"You can get them on the telephone. If they're here to-morrow morning and consent—there ought to be no difficulty about that—you three Directors can sick the lawyers on to me at once and fix up the security deeds in a day or so."

"You ought to have been born an Englishman!" said the baronet admiringly.

"One point occurs to me. Let's keep this matter close until the prospectus is actually launched. I don't want any Stock Exchange 'wreckers!' trying to stick a knife into my back. You know some of their tricks?"

"Certainly—certainly!"

"I don't think I'd even mention it to your daughter. Women—even the best of them—can't help talking."

"Women are not meant for business," agreed the baronet sententiously.


CHAPTER XXXIII
LARSSEN'S APPEAL

In pursuance of his second move, Larssen had to see Miss Verney. To write to her would probably be fruitless waste of time; and it was emphatically not the kind of interview to delegate to a subordinate. He had to seek her in person.

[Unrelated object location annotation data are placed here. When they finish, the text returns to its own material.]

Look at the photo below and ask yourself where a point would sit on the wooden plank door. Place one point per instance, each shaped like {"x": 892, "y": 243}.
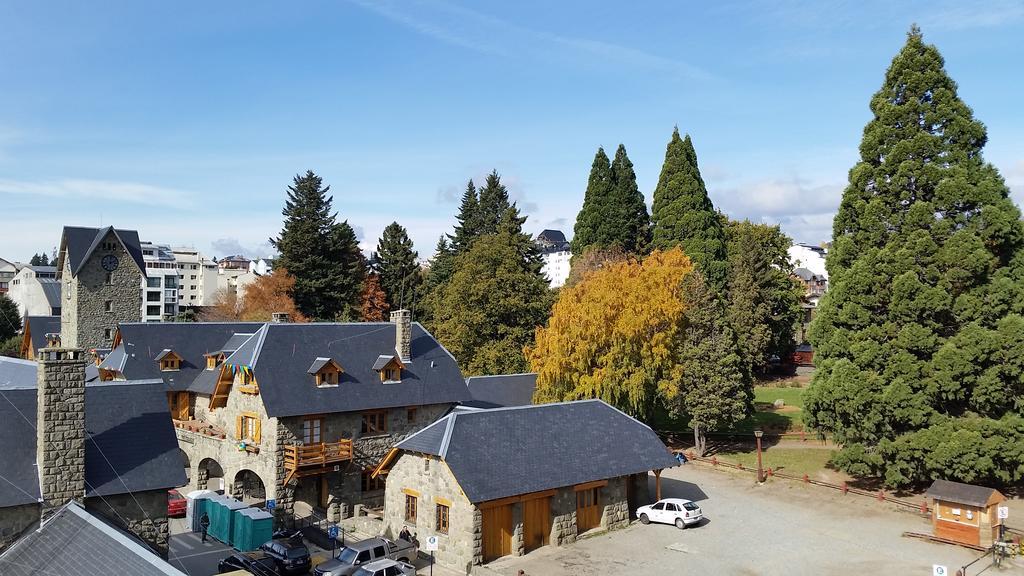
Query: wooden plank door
{"x": 537, "y": 523}
{"x": 588, "y": 509}
{"x": 497, "y": 532}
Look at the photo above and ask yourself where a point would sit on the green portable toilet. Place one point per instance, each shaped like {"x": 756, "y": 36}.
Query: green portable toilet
{"x": 252, "y": 528}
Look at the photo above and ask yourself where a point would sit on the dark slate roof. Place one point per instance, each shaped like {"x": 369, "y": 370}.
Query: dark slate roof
{"x": 281, "y": 354}
{"x": 74, "y": 541}
{"x": 962, "y": 493}
{"x": 81, "y": 242}
{"x": 511, "y": 451}
{"x": 141, "y": 342}
{"x": 502, "y": 391}
{"x": 129, "y": 433}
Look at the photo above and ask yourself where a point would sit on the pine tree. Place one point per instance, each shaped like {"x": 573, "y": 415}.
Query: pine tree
{"x": 683, "y": 214}
{"x": 322, "y": 253}
{"x": 763, "y": 297}
{"x": 394, "y": 261}
{"x": 918, "y": 342}
{"x": 591, "y": 229}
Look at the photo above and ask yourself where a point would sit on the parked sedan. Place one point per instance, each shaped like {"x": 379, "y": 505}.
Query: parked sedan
{"x": 671, "y": 510}
{"x": 291, "y": 558}
{"x": 176, "y": 503}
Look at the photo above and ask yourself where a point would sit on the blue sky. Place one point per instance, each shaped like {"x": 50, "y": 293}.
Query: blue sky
{"x": 187, "y": 120}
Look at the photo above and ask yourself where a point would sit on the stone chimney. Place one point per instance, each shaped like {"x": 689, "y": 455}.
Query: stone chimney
{"x": 60, "y": 426}
{"x": 402, "y": 320}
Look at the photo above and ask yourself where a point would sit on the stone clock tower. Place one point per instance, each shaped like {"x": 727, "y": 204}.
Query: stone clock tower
{"x": 101, "y": 274}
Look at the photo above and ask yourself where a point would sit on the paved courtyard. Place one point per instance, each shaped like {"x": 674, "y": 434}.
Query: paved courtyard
{"x": 782, "y": 528}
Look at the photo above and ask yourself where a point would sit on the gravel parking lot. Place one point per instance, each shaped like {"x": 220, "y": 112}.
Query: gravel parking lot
{"x": 780, "y": 528}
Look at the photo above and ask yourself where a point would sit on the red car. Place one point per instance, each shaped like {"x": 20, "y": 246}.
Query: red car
{"x": 176, "y": 503}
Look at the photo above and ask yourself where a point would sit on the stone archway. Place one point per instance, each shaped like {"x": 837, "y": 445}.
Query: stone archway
{"x": 249, "y": 488}
{"x": 210, "y": 476}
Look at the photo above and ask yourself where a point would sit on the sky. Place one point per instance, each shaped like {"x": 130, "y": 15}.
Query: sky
{"x": 187, "y": 120}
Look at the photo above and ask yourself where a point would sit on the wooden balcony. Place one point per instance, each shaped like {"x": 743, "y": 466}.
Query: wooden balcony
{"x": 312, "y": 459}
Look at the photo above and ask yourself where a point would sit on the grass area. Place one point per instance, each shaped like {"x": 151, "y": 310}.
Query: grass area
{"x": 796, "y": 461}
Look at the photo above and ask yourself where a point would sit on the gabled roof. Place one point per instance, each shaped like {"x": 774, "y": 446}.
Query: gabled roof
{"x": 140, "y": 343}
{"x": 75, "y": 541}
{"x": 80, "y": 243}
{"x": 502, "y": 391}
{"x": 510, "y": 451}
{"x": 281, "y": 354}
{"x": 964, "y": 493}
{"x": 130, "y": 443}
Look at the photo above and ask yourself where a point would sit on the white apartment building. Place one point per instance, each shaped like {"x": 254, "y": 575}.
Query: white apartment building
{"x": 160, "y": 288}
{"x": 556, "y": 255}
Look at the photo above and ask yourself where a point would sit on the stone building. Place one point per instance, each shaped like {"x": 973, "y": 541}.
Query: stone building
{"x": 295, "y": 413}
{"x": 507, "y": 481}
{"x": 108, "y": 446}
{"x": 100, "y": 271}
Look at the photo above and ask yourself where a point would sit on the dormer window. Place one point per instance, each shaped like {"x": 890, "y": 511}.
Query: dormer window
{"x": 389, "y": 368}
{"x": 168, "y": 361}
{"x": 326, "y": 372}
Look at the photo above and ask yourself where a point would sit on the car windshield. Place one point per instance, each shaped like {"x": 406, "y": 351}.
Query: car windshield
{"x": 348, "y": 556}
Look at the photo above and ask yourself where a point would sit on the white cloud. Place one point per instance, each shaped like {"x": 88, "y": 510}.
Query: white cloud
{"x": 134, "y": 193}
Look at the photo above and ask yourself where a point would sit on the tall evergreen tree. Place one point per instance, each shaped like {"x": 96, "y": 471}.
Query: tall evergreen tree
{"x": 394, "y": 261}
{"x": 322, "y": 253}
{"x": 763, "y": 297}
{"x": 590, "y": 230}
{"x": 918, "y": 342}
{"x": 683, "y": 213}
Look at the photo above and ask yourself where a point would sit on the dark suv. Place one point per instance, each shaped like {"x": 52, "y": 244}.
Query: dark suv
{"x": 291, "y": 558}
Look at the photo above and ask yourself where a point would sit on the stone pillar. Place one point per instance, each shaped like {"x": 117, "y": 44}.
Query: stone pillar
{"x": 60, "y": 426}
{"x": 402, "y": 320}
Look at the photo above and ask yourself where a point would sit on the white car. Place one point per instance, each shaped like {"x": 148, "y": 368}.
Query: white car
{"x": 671, "y": 510}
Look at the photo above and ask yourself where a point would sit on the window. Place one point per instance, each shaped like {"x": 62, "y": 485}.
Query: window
{"x": 371, "y": 484}
{"x": 375, "y": 422}
{"x": 310, "y": 430}
{"x": 441, "y": 519}
{"x": 410, "y": 507}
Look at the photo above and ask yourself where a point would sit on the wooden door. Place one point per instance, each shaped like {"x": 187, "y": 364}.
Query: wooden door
{"x": 537, "y": 523}
{"x": 588, "y": 509}
{"x": 497, "y": 532}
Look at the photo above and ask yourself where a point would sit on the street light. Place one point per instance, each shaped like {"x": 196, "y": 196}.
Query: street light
{"x": 761, "y": 471}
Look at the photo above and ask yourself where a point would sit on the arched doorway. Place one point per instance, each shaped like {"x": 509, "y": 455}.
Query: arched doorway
{"x": 210, "y": 476}
{"x": 249, "y": 488}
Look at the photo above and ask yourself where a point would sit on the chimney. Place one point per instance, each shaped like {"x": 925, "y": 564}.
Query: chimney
{"x": 60, "y": 426}
{"x": 402, "y": 320}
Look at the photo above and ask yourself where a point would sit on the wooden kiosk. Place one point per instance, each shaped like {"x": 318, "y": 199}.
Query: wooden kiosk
{"x": 965, "y": 512}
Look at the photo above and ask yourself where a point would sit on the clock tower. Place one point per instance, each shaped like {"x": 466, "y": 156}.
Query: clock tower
{"x": 100, "y": 273}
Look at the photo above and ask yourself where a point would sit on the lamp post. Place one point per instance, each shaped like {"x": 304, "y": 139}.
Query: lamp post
{"x": 761, "y": 471}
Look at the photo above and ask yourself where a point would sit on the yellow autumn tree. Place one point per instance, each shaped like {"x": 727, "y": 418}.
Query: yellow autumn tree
{"x": 615, "y": 335}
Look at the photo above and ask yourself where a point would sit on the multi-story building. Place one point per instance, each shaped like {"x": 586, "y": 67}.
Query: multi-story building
{"x": 297, "y": 413}
{"x": 160, "y": 287}
{"x": 555, "y": 252}
{"x": 36, "y": 291}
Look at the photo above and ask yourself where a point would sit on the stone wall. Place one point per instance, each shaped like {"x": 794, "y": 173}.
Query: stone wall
{"x": 460, "y": 548}
{"x": 60, "y": 426}
{"x": 14, "y": 521}
{"x": 142, "y": 513}
{"x": 84, "y": 317}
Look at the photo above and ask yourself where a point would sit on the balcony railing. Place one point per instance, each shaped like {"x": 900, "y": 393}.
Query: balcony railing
{"x": 310, "y": 459}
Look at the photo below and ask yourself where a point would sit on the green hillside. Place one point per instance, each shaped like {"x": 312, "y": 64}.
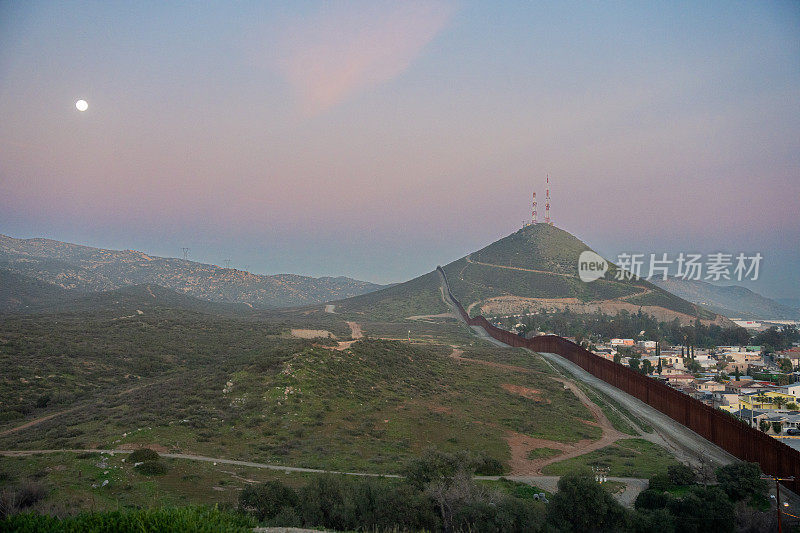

It was curious to reflect that, in this tangle of four lives, the balance of power had shifted successively from one to the other. At first it was with Matheson. A letter of his had brought the shipowner hastening to Paris to see him. Later, it was Larssen who sat still and Matheson who hurried to find him. Later again, it was Olive who held decision between the two men. And now Elaine.